The US brokerage raised its target price for Hon Hai to NT$153, a 27.5 percent increase from its previous target price of NT$120 and a 42.3 percent increase over Hon Hai’s closing price of NT$107.5 on Friday.
But other analysts, including Morgan Stanley’s Jasmine Lu (呂智穎), cast doubt on further share-price gains, saying there were downside risks such as the company’s market share loss at its handset-making subsidiary, Foxconn International Holdings (富士康).
Hon Hai shares have risen by 67.45 percent since the beginning of the year, compared with a rise of 46.79 percent on the electronics sub-index and an increase of 41.34 percent on the benchmark TAIEX over the same period, data compiled by Taiwan Stock Exchange showed.
But compared with its share prices a year ago, Hon Hai shares have fallen 40.93 percent, bigger than falls in the electronics sub-index of 26.44 percent and the TAIEX’s 29.45 percent, stock exchange data showed.
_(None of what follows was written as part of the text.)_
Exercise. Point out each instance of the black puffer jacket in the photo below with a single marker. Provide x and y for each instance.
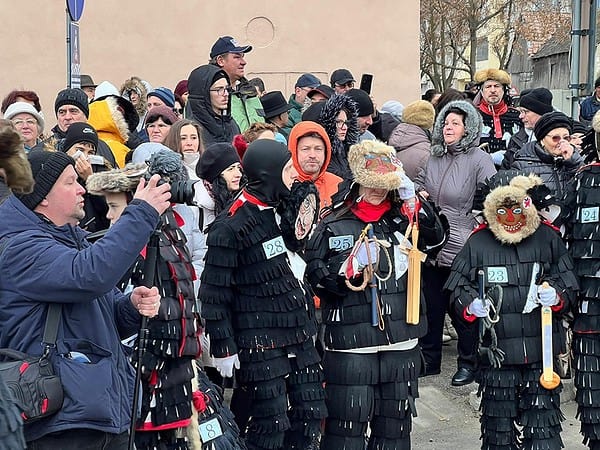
(339, 149)
(217, 128)
(555, 171)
Hon Hai on Monday last week reported NT$94.41 billion (US$2.87 billion) in unconsolidated revenues last month, down 8.23 percent from the previous month and 8.22 percent from a year ago, because of slowing consumer electronics demand.
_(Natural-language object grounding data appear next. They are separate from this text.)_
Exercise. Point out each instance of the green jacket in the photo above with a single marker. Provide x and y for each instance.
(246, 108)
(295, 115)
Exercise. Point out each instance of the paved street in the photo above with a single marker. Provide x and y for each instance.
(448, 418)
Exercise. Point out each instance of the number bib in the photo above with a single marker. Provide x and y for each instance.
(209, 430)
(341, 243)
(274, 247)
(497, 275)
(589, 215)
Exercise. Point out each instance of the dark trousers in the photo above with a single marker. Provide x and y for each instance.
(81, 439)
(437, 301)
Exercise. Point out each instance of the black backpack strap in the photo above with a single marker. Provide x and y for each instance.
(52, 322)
In the first four months of the year, revenues dropped 7.98 percent year-on-year to NT$372.41 billion, a company statement said.
But Citigroup said Hon Hai was expected to show strong earnings growth recovery because the company’s operating margin of 3.7 percent in the first quarter was in line with the brokerage’s estimate of 3.5 percent to 4 percent, and its gross margin of 9.5 percent in the quarter was also higher than levels in both the previous quarter and a year ago.
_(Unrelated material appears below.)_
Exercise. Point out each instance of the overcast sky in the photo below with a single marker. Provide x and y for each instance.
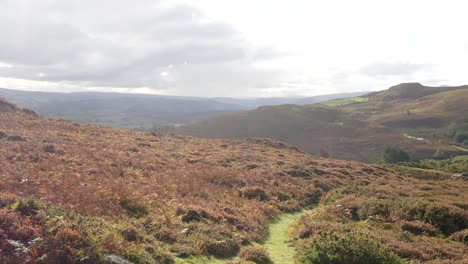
(231, 48)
Because Hon Hai is expected to continue cost reductions to achieve savings of between NT$11 billion and NT$12 billion in the quarters ahead, along with its plan to add more component businesses next year to improve its product mix, the Tucheng (土城), Taipei County-based company is likely to see operating margin improve to 4.5 percent by the end of next year, Chang said.
Earnings per share, meanwhile, will increase by 19 percent year-on-year to NT$8.3 this year and by 21 percent to NT$10.2 next year, he said.